Life

Why We Need To Stop Being "Chill" In Dating

by Emma McGowan
Two young women sitting in restaurant, eating sushi and talking
Viktorcvetkovic/E+/Getty Images

I have never been “chill” in dating. I always flouted the standard dating advice of waiting for a guy to call me first or not responding right away to text messages, moves that probably did scare off a guy or two in my dating history. It used to bother me, back when I was younger and much more single than I am now, but eventually I got to the point where I realized that I’m an intense person and that meant I was never going to be “chill.” I was always going to tell a guy that I thought he was great if I thought he was great; I was always going to be the woman who mentions the fact that I want kids someday way too early in a relationship; I was always going to want to spend “too much” time with a new partner.

Once I figured that out, I stopped stressing about whether or not I was too much for a new love interest.
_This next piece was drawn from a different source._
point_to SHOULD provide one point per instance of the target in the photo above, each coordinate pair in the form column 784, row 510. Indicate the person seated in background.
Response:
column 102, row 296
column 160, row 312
I knew that my intensity wasn’t going to tone down once I was in a relationship — and it hasn’t. But now I see that intensity as one of the things that’s great about me, not something I should feel bad about. I love my boyfriend just as intensely as I courted him and that’s undoubtedly one of the things he loves about me.

But with our current dating culture, there’s a lot of pressure to be “chill,” like it’s unsexy or desperate to show someone that you’re really into them. Pretending you’re not as into someone as you are feels like the most pointless move you could make. Here are six reasons being “chill” is BS.

1. At Least One Of You Is Definitely Not Feeling It

If you're playing the "chill" role, chances are that one of you is not actually feeling the heat. There are enough difficulties in the early stages of dating. Why make it harder by pretending to feel differently than you actually do?

2. There’s Seriously No Point If You're Both "Meh" About Each Other

If both of you are chill about each other, what’s the point of dating? Do you really want to date someone who you’re just kind of “meh” about and who’s just “meh” about you? I definitely don’t.

3. What’s Wrong With Being Enthusiastic?

This is one I really don’t understand. Did everyone get a memo in the mid-aughts that I missed saying that enthusiastic was out and chill was in? Be true to who are and if you are is someone who gets really excited about things, get excited!

4. It’s Not Worth The Time

Personally, being chill felt like such an effort to me. I’ve got better things to do than pretend I’m someone I’m not.

5. It’s Often Performative

Sure, there are definitely people out there who are naturally chill. However, I’m gonna go out on a limb and say that truly chill people are few and far between. I don’t think it’s a good idea to go into a romantic encounter acting like someone you’re totally not.

6. If They’re Into You, They Won’t Mind Your Enthusiasm

No one who was ever into someone got turned off by that person’s enthusiasm about seeing them and dating them. If your non-chillness turns them off and you’re not a chill person, then they’re not the person for you. Go find someone who is a better fit. They’re out there; I promise.